In several areas of Sardinia, the custom of leaving dead animals in the field remains widespread. This is an illegal practice which, even though over time it has been an action to mitigate the food shortage suffered by the Griffon Vulture, has consequences both for public health and for the conservation of the species itself.

The abandoned carcass can pollute a waterway, or become food for stray dogs and other harmful animals, which can carry the infectious disease zoonosis. There are also no guarantees about the health status of the dead animal left in the field. For example, the carcass may have previously been treated with veterinary drugs that are toxic to Griffon Vulture. In India for instance, the use of the vet drug Diclofenac on farm animals has led to the near extinction of the species.

Win-win situation for farmers and Griffon Vultures

With the introduction of farm feeding stations, it has been possible to restore and enhance the ecosystem services that the farmers have always performed in the Sardinian countryside. It has been shown that there is no such thing as waste in nature, and that, in addition to services in terms of nutrient recycling and carcass disposal, there are also economic benefits.

Thanks to this opportunity, the farmer is in a position to follow the authorization process by alerting the veterinary services in good time and saving on disposal costs. Furthermore, with feeding stations, as the waste carcass becomes a meal for the Griffon Vulture, it in turns becomes an attraction for photographers and birdwatchers. There is a growing demand for photographing in nature symbolic species such as the Griffon Vultures, which also becomes an eco-tourism opportunity for farmers. If for example, the farmer provides a photographic shed or an observation space as an extra service, he or she can benefit economically in return.

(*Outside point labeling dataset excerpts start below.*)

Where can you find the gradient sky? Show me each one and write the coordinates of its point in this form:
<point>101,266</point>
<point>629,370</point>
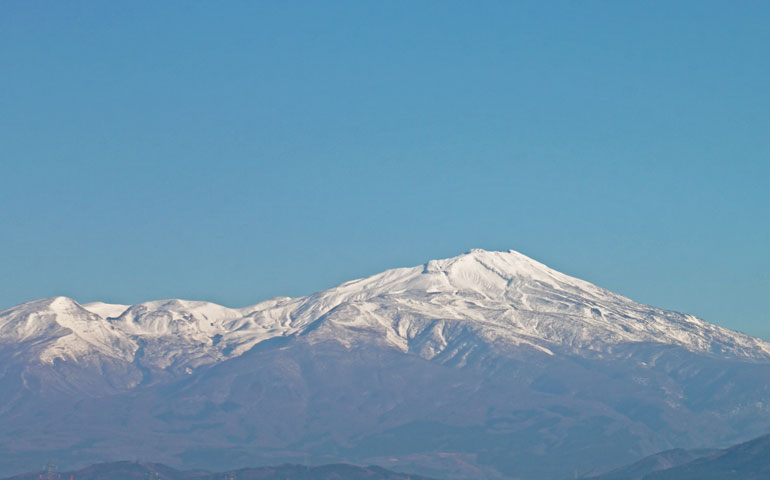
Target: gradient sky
<point>234,151</point>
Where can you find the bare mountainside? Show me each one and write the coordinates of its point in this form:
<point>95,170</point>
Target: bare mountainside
<point>485,365</point>
<point>142,471</point>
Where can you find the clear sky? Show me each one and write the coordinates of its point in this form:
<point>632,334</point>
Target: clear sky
<point>235,151</point>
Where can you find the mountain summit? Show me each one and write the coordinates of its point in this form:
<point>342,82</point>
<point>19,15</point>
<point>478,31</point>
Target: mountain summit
<point>484,365</point>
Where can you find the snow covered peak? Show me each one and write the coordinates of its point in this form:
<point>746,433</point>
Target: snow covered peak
<point>480,299</point>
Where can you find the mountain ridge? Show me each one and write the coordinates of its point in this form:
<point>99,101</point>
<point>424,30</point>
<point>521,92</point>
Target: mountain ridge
<point>486,365</point>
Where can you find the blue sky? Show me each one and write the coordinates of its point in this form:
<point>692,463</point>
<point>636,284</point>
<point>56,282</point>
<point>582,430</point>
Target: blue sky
<point>234,151</point>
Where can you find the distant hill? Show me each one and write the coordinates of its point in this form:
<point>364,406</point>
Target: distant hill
<point>746,461</point>
<point>157,471</point>
<point>484,366</point>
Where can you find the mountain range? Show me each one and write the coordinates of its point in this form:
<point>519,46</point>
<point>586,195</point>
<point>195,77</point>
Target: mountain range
<point>126,470</point>
<point>485,365</point>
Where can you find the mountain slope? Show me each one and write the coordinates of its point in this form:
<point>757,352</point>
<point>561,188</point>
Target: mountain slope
<point>141,471</point>
<point>485,365</point>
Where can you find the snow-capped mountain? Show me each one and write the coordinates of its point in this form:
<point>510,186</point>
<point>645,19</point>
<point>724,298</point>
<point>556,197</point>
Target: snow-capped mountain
<point>489,364</point>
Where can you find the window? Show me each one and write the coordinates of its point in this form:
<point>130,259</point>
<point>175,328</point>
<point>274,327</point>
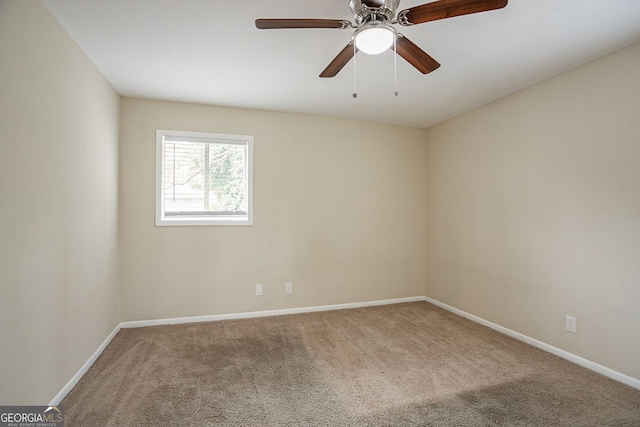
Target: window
<point>203,178</point>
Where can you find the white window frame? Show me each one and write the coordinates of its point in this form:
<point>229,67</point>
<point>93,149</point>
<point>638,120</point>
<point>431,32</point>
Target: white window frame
<point>161,219</point>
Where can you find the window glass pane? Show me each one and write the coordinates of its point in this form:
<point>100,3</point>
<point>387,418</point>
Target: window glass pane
<point>203,178</point>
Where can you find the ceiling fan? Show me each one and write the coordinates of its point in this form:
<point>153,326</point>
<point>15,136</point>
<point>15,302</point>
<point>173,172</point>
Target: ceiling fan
<point>375,33</point>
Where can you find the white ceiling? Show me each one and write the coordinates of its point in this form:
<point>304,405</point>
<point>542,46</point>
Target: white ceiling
<point>209,52</point>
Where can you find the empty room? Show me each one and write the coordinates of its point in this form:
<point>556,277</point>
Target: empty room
<point>337,213</point>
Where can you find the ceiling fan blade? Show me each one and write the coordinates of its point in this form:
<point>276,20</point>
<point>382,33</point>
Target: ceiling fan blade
<point>415,56</point>
<point>274,24</point>
<point>340,61</point>
<point>442,9</point>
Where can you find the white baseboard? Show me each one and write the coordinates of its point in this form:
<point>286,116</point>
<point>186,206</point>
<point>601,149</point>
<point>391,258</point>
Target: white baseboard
<point>607,372</point>
<point>625,379</point>
<point>83,370</point>
<point>266,313</point>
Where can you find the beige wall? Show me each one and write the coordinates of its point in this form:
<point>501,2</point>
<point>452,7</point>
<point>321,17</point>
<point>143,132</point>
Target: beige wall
<point>339,212</point>
<point>58,180</point>
<point>533,211</point>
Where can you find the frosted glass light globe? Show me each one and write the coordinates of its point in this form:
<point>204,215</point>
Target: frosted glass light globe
<point>374,39</point>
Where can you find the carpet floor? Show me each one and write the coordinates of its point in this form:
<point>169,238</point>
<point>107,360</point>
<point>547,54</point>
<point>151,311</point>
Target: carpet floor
<point>410,364</point>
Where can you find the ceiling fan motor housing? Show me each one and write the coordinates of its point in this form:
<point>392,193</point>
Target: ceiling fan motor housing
<point>366,11</point>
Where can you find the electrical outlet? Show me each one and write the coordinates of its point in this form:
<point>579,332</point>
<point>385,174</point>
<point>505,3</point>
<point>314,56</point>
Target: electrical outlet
<point>570,324</point>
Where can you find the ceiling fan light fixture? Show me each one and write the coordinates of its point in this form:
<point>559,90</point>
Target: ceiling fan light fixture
<point>374,38</point>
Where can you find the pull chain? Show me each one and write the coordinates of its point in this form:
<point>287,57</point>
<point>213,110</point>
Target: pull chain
<point>395,67</point>
<point>355,86</point>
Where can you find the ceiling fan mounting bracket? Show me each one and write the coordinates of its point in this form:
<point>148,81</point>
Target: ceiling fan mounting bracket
<point>367,11</point>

And finally, the feeding station has a positive impact on other necrophagous birds such as the Egyptian Vulture, as well as kites, eagles, buzzards and marsh harriers, who, despite being optional scavengers, do benefit from an available and safe meal.  

Source: LIFE Under Griffon Wings

LIFE Under Griffon Wings

Led by Sassari University, the LIFE Under Griffon Wings project aims to improve the conservation status of Griffon Vultures. Their conservation efforts include improving food availability and establishing a network of farm feeding stations that are managed by the livestock breeders themselves. Furthermore, forming an anti-poison dog unit and developing communication actions to raise awareness on the threat caused by the illegal use of poisoned baits as well as carrying out an extensive restocking programme to enhance the small population by translocating around 60 birds from wildlife rehabilitation centres in Spain to Sardinia.

The Vulture Conservation Foundation (VCF) supports this important conservation project which was developed by the University of Sassari in partnership with the Municipality of Bosa, the Forestry Agency and the Corpo Forestale di Vigilanza Ambientale. The project is implemented in collaboration with the regional Departments of Environmental Protection and Health, the Regional Natural Park of Porto Conte, the Instituto Zooprofilattico Sperimentale of Sardinia.

The VCF secures and transports the Griffon Vultures from Spain, and up until now, provided a total of 65 birds, fulfilling the requirements of the project.